Sie überstrahlte dieses Jahr an der Croisette alles: Sandra Hüller, die dem Kinopublikum 2006 mit dem Berlinale-Erfolg „Requiem“ ein Begriff und 2016 in Cannes mit Maren Ades „Toni Erdmann“ zum Weltstar wurde, spielte gleich zwei Hauptrollen in Wettbewerbsfilmen – und beide wurden mit den zwei wichtigsten Preisen ausgezeichnet. „Anatomie d'une chute“ von der Französin Justine Trier erhielt die Goldene Palme, „The Zone of Interest“ von Jonathan Glazer den Großen Preis der Jury. Hüller dazu auch noch den Preis als Beste Schauspielerin zu geben, ließ das Regelwerk des Festivals allerdings nicht zu. Sich den Kopf über Auszeichnungen zu zerbrechen ist aber ohnehin nicht ihr Ding, gibt die 45-Jährige zu Protokoll, als wir sie kurz nach der Weltpremiere ihrer Filme auf einer Dachterrasse mit Blick über Cannes zum Interview treffen.

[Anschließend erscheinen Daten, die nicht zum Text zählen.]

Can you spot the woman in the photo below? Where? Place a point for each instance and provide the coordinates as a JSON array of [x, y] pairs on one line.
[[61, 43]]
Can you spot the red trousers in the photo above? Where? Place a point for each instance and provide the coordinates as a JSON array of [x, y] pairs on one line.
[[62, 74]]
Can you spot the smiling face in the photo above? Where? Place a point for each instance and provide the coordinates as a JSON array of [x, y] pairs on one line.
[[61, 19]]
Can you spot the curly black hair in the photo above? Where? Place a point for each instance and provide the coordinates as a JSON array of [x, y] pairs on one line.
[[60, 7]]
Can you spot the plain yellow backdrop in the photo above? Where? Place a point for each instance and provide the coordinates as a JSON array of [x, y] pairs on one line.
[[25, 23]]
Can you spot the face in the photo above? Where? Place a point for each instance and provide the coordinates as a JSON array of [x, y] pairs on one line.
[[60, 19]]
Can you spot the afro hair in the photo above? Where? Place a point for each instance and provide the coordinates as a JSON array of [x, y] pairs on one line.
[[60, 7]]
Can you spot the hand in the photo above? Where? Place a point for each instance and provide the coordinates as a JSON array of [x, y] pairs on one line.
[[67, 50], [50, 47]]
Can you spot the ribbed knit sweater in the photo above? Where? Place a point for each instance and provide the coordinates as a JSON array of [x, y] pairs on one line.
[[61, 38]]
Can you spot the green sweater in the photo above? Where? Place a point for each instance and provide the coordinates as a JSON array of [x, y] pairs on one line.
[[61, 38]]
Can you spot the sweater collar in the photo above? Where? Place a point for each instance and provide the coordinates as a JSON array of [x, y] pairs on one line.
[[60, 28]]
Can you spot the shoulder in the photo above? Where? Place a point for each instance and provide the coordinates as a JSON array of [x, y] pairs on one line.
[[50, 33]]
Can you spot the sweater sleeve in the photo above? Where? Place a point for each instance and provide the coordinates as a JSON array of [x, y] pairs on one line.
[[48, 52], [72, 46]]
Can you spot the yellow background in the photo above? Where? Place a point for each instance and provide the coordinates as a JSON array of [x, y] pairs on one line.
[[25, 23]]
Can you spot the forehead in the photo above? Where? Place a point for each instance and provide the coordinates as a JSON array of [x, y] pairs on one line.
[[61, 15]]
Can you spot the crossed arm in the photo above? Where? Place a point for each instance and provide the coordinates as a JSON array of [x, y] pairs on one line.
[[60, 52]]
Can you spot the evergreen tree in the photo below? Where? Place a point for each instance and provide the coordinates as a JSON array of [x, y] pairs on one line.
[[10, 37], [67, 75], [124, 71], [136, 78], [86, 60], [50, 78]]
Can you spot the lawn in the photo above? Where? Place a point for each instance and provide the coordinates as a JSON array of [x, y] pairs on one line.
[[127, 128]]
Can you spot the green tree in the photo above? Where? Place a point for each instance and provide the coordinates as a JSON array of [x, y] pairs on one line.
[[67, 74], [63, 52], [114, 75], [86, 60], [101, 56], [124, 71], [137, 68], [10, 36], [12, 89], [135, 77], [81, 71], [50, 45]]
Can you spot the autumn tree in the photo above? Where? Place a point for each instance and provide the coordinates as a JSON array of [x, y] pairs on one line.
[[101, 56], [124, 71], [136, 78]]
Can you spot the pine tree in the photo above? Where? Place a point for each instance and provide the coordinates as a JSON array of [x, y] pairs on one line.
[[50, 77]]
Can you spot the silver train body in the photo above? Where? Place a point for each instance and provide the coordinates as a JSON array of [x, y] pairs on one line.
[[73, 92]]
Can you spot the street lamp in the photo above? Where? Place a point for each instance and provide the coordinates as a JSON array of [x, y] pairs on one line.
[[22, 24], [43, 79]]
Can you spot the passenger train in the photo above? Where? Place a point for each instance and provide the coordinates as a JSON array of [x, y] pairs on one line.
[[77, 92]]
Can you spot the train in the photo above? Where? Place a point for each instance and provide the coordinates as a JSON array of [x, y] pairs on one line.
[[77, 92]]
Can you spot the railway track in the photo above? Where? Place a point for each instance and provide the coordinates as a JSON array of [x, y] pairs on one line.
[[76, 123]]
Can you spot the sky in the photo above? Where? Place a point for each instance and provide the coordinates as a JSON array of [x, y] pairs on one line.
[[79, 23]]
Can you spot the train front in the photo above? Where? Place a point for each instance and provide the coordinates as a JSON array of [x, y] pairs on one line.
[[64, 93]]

Frau Hüller, Sie waren in Cannes mit höchst unterschiedlichen Filmen im Wettbewerb vertreten, „The Zone of Interest“ sowie „Anatomie d'une chute“. Welche Rolle war für Sie die größere Herausforderung?

Sandra Hüller: Ich habe schon häufig gesagt, dass ich die Arbeit an Filmen nicht als riesige Herausforderung empfinde. Es fällt mir nicht sonderlich schwer, eine Rolle vor der Kamera zu spielen. Für mich ist das eher eine sehr privilegierte, komfortable Situation. Oft ist es geradezu luxuriös, weil alle sich gut um einen kümmern und jeder weiß, worauf es ankommt. Schwierig finde ich es nur, wenn Leute sich am Set danebenbenehmen oder jemand zu Dingen genötigt wird, die sie oder er nicht machen möchte. Aber im Idealfalle ist das Drehen etwas, was mir leichtfällt. Wenn es da besondere Herausforderungen gab, dann waren das im Fall von „Anatomie d'une chute“ höchstens linguistische. Denn natürlich musste ich mich sprachlich ein wenig vorbereiten und mein Französisch aufbessern.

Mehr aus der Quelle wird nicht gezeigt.